Frequently Asked Questions (FAQ)
Q: What is YAML format?
A: YAML (YAML Ain't Markup Language) is a human-readable data serialization language. It uses indentation for nesting and supports scalars (strings, numbers, booleans), sequences (lists), and mappings (key-value pairs). YAML is widely used for configuration files in Docker Compose, Kubernetes, Ansible, GitHub Actions, and many other DevOps tools.
Q: How is Markdown content structured in YAML?
A: Markdown headings become YAML keys, lists become sequences (arrays), paragraphs are stored as string values, and tables become lists of mappings. The hierarchical document structure is preserved through YAML's indentation-based nesting. Multi-line content uses YAML's literal block scalar (|) or folded block scalar (>) syntax.
Q: What is the difference between YAML and JSON?
A: YAML is a superset of JSON, meaning valid JSON is also valid YAML. YAML is more human-readable with its indentation-based syntax, supports comments, multi-line strings, and anchors/aliases. JSON is more compact, has wider programming language support, and is safer for data exchange. YAML 1.2 is fully compatible with JSON.
Q: Can I use the YAML output as Jekyll/Hugo front matter?
A: Yes! The YAML output can be used as front matter for static site generators. Jekyll and Hugo both support YAML front matter (delimited by --- markers). You can extract metadata from your Markdown document and use it to populate front matter fields like title, description, tags, and categories.
Q: Is indentation important in YAML?
A: Yes, indentation is critical in YAML! YAML uses spaces (not tabs) for indentation, and the indentation level determines the nesting structure. Incorrect indentation will cause parsing errors. Most YAML files use 2 spaces per indentation level, though any consistent number of spaces works.
Q: How are Markdown formatting symbols handled in YAML?
A: Markdown formatting symbols (**, *, #, etc.) are stripped during conversion, and the plain text content is stored as YAML string values.
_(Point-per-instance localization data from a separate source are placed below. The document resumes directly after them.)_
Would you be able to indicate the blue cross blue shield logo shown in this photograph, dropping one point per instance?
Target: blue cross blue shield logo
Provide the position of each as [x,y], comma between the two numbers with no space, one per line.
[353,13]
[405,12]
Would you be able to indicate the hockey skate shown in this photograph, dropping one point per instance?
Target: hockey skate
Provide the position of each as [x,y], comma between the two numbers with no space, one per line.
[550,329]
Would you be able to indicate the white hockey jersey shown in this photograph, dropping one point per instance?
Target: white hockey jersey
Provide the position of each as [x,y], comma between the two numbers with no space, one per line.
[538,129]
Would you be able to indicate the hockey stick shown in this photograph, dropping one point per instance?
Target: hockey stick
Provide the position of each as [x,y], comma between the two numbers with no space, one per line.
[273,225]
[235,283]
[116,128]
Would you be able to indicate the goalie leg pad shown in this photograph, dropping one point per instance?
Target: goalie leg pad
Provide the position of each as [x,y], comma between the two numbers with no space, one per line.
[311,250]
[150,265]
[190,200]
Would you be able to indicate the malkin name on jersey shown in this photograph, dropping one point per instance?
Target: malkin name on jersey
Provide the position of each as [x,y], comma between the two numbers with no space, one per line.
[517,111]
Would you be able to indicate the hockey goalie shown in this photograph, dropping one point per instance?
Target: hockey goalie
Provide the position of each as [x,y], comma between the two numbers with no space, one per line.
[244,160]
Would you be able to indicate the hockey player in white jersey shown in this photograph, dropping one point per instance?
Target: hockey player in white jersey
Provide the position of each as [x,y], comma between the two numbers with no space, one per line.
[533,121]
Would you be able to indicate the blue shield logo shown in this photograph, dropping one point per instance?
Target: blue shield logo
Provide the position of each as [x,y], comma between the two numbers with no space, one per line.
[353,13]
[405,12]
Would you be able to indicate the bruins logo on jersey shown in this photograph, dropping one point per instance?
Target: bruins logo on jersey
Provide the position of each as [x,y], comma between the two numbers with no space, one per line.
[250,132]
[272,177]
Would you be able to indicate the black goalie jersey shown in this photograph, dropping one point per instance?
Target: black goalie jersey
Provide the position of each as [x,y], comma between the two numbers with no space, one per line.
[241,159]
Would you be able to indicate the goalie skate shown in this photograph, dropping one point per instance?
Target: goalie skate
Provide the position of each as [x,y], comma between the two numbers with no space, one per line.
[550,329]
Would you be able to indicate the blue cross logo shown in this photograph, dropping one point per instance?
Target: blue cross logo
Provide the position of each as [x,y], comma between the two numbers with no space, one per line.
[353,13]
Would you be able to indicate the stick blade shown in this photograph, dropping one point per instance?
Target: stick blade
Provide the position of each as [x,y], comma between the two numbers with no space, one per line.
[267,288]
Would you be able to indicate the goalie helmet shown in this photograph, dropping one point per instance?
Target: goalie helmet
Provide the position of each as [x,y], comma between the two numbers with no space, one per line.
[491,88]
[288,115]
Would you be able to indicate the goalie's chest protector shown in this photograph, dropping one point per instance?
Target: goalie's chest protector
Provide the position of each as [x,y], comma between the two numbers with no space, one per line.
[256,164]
If you need to preserve the raw Markdown content within YAML, it can be stored as a multi-line literal string using the | block scalar indicator.
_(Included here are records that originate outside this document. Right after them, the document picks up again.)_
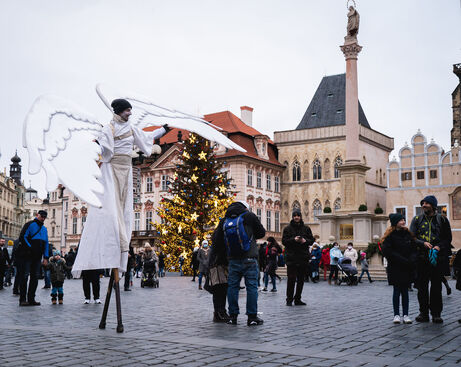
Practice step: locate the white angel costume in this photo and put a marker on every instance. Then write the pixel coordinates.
(59, 137)
(106, 237)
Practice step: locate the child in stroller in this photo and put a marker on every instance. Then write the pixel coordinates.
(149, 271)
(348, 272)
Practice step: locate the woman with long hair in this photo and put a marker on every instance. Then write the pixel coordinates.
(399, 248)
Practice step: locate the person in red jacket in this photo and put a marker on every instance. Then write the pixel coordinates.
(325, 262)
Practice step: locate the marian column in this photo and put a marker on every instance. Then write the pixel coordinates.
(353, 170)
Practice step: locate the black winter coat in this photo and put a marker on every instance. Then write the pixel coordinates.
(400, 250)
(253, 228)
(296, 252)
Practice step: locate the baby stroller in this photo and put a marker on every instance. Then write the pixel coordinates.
(149, 276)
(348, 272)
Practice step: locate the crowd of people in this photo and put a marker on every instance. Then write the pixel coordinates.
(418, 255)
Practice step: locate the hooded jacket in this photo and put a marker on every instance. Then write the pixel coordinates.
(253, 228)
(297, 252)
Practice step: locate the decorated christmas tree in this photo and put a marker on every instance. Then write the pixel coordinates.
(198, 196)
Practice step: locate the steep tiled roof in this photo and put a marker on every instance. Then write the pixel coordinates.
(237, 131)
(328, 106)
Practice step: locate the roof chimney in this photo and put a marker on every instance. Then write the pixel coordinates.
(247, 115)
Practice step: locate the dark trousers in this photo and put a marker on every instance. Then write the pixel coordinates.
(429, 300)
(28, 268)
(91, 277)
(399, 290)
(333, 270)
(219, 297)
(295, 273)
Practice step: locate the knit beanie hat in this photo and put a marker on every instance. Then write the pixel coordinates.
(430, 199)
(395, 218)
(120, 105)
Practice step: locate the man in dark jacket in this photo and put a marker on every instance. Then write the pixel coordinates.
(433, 238)
(33, 246)
(4, 261)
(296, 238)
(244, 264)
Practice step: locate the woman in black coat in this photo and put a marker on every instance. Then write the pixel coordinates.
(400, 250)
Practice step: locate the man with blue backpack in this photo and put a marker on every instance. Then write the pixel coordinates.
(238, 232)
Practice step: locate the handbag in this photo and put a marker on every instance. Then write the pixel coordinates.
(218, 275)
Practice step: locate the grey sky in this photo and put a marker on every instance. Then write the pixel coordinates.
(208, 56)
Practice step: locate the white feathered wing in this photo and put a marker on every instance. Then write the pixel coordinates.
(146, 113)
(58, 136)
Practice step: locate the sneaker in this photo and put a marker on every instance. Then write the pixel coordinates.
(232, 320)
(254, 320)
(422, 318)
(407, 320)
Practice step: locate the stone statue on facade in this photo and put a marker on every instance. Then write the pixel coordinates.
(352, 23)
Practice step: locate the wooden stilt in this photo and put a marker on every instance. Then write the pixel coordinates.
(117, 301)
(102, 324)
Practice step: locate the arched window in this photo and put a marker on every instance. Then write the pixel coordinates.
(316, 170)
(326, 169)
(337, 204)
(338, 162)
(296, 171)
(317, 208)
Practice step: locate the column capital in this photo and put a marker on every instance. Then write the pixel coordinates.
(350, 49)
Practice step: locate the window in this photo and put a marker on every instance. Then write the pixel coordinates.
(337, 204)
(164, 182)
(268, 220)
(74, 225)
(406, 176)
(401, 210)
(149, 184)
(148, 221)
(277, 184)
(317, 209)
(137, 219)
(316, 170)
(296, 171)
(277, 221)
(250, 177)
(258, 180)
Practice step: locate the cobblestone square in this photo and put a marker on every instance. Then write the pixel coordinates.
(171, 326)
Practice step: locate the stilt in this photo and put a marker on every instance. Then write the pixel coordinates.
(102, 324)
(117, 301)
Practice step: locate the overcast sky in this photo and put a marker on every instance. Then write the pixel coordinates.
(205, 56)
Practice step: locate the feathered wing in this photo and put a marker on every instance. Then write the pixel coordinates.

Q: What tools use YAML configuration?
A: YAML is the standard for many DevOps and development tools: Docker Compose (docker-compose.yml), Kubernetes (deployment.yaml), Ansible (playbook.yml), GitHub Actions (.github/workflows/), GitLab CI (.gitlab-ci.yml), Travis CI (.travis.yml), CircleCI, and many more. It is also used for Jekyll, Hugo, and Eleventy static site front matter.
Q: What is the difference between .yaml and .yml extensions?
A: Both .yaml and .yml are valid extensions for YAML files and are functionally identical. The .yaml extension is officially recommended by the YAML specification, while .yml is a common abbreviation used by many tools (Docker Compose, GitHub Actions). Use whichever your tool or organization prefers.